For a fixed $n$ , for what partitions $\{A,B\}$ of the set $\mathbb N_n:=\{1,...,n\}$ do we have
$\Big|\prod_{i \in A}p_i-\prod_{i\in B}p_i\Big|=1$ ? , where $p_m$ denotes the $m$th prime for example $p_1=2,p_2=3...$ etc.
When the quantity is not $1$ , I can conclude that $p_{n+1} \le \Big|\prod_{i \in A}p_i-\prod_{i\in B}p_i\Big| $ this is why I am
interested in it . Also I would like to ask , for every integer $n>1$ does there exist a partition $\{A,B\}$
of $\mathbb N_n:=\{1,...,n\}$ such that $\Big|\prod_{i \in A}p_i-\prod_{i\in B}p_i\Big|=1$ ? If not then for which $n$ there does not exist such a partition ?
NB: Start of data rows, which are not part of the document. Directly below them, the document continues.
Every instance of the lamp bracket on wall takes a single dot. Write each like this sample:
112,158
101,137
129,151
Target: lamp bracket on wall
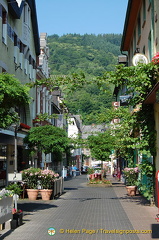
17,66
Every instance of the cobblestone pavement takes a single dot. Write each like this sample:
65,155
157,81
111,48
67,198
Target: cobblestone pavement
84,212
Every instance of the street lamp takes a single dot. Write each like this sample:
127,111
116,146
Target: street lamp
15,126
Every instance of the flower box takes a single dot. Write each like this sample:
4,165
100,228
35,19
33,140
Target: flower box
6,204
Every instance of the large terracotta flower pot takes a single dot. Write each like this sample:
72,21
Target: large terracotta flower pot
32,194
131,190
46,194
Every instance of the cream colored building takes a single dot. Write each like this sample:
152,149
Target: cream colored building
19,49
141,35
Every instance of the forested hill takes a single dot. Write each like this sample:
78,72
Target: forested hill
89,53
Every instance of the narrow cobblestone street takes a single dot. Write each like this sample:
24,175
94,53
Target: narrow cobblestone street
83,213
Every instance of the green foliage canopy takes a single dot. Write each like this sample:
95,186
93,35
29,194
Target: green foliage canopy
12,94
48,139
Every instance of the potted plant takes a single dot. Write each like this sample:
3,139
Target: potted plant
46,180
17,218
6,202
30,177
131,175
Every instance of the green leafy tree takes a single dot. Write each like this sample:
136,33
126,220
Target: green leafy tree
47,139
12,94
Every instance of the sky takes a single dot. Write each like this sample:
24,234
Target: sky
81,16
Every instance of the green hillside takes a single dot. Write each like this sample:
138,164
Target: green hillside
92,55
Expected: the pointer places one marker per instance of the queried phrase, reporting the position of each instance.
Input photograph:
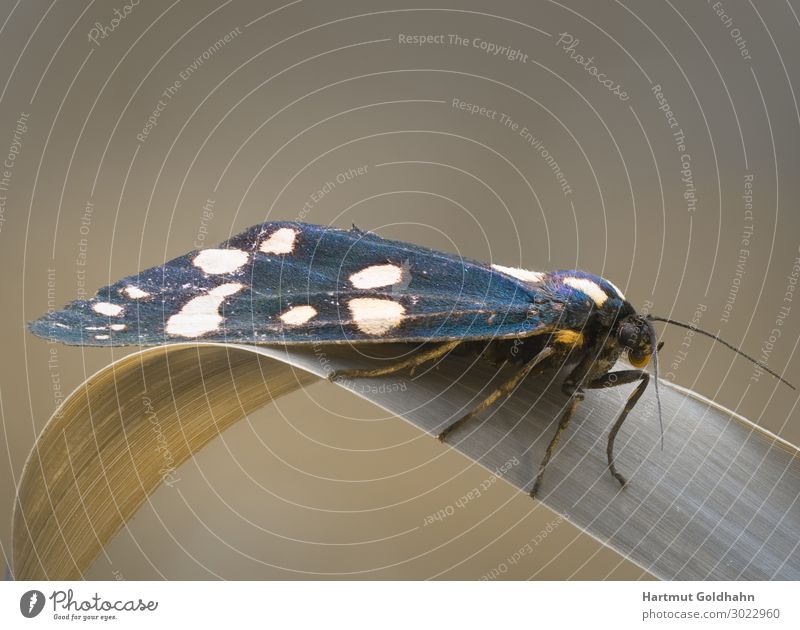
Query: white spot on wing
(217, 261)
(589, 287)
(520, 274)
(298, 315)
(201, 314)
(107, 308)
(375, 316)
(377, 276)
(616, 288)
(281, 241)
(135, 293)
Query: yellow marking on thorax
(569, 337)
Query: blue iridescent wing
(295, 283)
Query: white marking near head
(377, 276)
(616, 288)
(217, 261)
(107, 308)
(135, 293)
(520, 274)
(201, 314)
(375, 316)
(224, 290)
(589, 287)
(281, 241)
(298, 315)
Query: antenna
(655, 318)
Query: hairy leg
(569, 411)
(613, 379)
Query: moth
(294, 283)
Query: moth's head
(637, 335)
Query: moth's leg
(576, 397)
(612, 379)
(506, 388)
(412, 362)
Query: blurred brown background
(260, 104)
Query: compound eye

There is some information about this problem in Guy, Lacampagne, and Selfridge, Primes at a glance, Mathematics of Computation 48, #177 (January 1987) 183-202, available here. See in particular Table 4, also the reference to D H Lehmer, On a problem of Stormer, Illinois J Math 8 (1964) 59-79, which should be available here.
EDIT: Carl Pomerance, Ruth-Aaron numbers revisited, in the book, Paul Erdos and his Mathematics, 567-579, writes that it is conjectured that 714, 715 is the last pair of consecutive numbers whose product is the product of the first $k$ primes for some $k$. The paper is here.